Voilà le personnage favori de M. Elliott : un artisan pratique, courageux et loyal, qui aime ardemment son métier et accomplit bravement son devoir. L’auteur l’installe hardiment à côté des brillans héros de roman, et réclame en son nom droit d’entrée pour la commune honnêteté dans les domaines de l’art. Adam Bede avait-il droit à cet honneur ? — Non, répondrait quelque pédant, gardien entêté de quelque système de sublime et inflexible esthétique, car ce personnage, tel qu’il nous est présenté, viole une des principales règles de l’art. Ses sentimens n’ont rien de commun, mais ils sont cependant en parfait rapport avec son métier et sa condition. Adam Bede est bien là où il est ; on ne lui voudrait pas une autre place. Il n’y a aucun contraste entre sa nature et sa condition. — Nous laisserons dire cet entêté pédant, et nous écouterons de préférence M. Elliott expliquant la moralité de ce caractère et les raisons qui le lui rendent cher.
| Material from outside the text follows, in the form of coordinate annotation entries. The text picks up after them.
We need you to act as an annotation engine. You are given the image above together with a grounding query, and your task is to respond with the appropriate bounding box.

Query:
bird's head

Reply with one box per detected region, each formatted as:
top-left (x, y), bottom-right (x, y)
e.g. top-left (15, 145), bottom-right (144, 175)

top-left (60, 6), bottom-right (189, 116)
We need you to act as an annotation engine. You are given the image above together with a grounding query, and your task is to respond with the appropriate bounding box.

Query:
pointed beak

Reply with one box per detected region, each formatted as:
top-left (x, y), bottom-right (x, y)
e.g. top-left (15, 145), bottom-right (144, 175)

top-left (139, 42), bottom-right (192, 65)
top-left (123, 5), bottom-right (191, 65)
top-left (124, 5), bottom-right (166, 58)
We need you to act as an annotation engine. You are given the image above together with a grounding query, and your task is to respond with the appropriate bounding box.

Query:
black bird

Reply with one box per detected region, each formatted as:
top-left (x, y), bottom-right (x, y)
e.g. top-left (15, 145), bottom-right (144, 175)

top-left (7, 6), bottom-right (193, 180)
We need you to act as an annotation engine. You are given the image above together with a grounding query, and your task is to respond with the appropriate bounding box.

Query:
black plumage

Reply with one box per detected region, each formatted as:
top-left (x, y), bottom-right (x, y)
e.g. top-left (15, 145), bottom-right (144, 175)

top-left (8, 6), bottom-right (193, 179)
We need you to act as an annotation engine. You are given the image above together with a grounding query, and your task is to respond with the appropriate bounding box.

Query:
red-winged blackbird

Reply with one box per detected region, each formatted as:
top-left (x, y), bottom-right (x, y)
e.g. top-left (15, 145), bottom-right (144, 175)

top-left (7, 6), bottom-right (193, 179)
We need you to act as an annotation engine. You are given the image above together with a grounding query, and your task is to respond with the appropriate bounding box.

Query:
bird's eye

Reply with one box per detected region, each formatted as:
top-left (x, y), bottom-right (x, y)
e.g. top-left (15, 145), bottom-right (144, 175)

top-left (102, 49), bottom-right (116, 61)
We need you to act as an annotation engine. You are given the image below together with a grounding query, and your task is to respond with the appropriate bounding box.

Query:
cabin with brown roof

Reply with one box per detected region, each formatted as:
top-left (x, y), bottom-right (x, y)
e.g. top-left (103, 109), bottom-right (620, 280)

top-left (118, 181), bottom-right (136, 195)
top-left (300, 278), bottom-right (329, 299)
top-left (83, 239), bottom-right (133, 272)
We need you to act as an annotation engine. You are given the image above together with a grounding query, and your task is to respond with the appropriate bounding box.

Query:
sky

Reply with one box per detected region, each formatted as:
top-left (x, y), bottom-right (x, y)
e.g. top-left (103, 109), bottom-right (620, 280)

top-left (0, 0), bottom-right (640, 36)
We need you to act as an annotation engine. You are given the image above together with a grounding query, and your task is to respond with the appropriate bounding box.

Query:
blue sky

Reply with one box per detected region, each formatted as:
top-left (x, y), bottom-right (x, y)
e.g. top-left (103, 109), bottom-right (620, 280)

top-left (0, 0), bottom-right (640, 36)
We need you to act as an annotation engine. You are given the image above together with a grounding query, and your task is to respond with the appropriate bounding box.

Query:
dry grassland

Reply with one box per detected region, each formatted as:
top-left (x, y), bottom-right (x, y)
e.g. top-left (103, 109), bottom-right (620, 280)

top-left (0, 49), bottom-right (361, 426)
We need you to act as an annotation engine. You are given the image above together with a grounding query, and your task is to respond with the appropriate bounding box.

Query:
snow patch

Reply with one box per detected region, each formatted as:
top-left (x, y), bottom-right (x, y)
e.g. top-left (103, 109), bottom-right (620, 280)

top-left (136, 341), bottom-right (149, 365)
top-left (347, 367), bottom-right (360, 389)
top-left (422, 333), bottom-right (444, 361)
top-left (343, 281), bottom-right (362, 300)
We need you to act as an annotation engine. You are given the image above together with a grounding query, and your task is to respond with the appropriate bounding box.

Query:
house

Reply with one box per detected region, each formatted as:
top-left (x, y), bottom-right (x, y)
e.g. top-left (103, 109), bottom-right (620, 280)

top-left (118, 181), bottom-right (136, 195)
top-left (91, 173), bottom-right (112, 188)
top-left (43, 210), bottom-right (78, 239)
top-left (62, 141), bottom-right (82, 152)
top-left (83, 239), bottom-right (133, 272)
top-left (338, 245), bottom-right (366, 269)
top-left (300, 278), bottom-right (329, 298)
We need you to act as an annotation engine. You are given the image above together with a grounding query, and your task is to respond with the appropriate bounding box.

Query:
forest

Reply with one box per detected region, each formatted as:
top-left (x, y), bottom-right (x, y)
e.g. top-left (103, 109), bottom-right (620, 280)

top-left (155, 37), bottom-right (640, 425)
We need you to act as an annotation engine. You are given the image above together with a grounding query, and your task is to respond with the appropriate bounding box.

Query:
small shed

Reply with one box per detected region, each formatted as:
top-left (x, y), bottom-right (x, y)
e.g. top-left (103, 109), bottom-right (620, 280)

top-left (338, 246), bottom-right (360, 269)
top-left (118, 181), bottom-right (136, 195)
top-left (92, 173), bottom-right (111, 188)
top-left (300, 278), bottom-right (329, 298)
Il l’aime parce que c’est un de ces hommes qui font humblement et modestement la grosse besogne de ce monde, un de ces hommes sans lesquels la terre serait moins verte qu’elle ne l’est. Si l’art, nous dirait-il, a toujours aimé à s’emparer du soldat idolâtre de son sanglant métier, pourquoi n’accepterait-il pas l’artisan qui aime ses outils comme des armes, et son état comme le champ de bataille de sa destinée ?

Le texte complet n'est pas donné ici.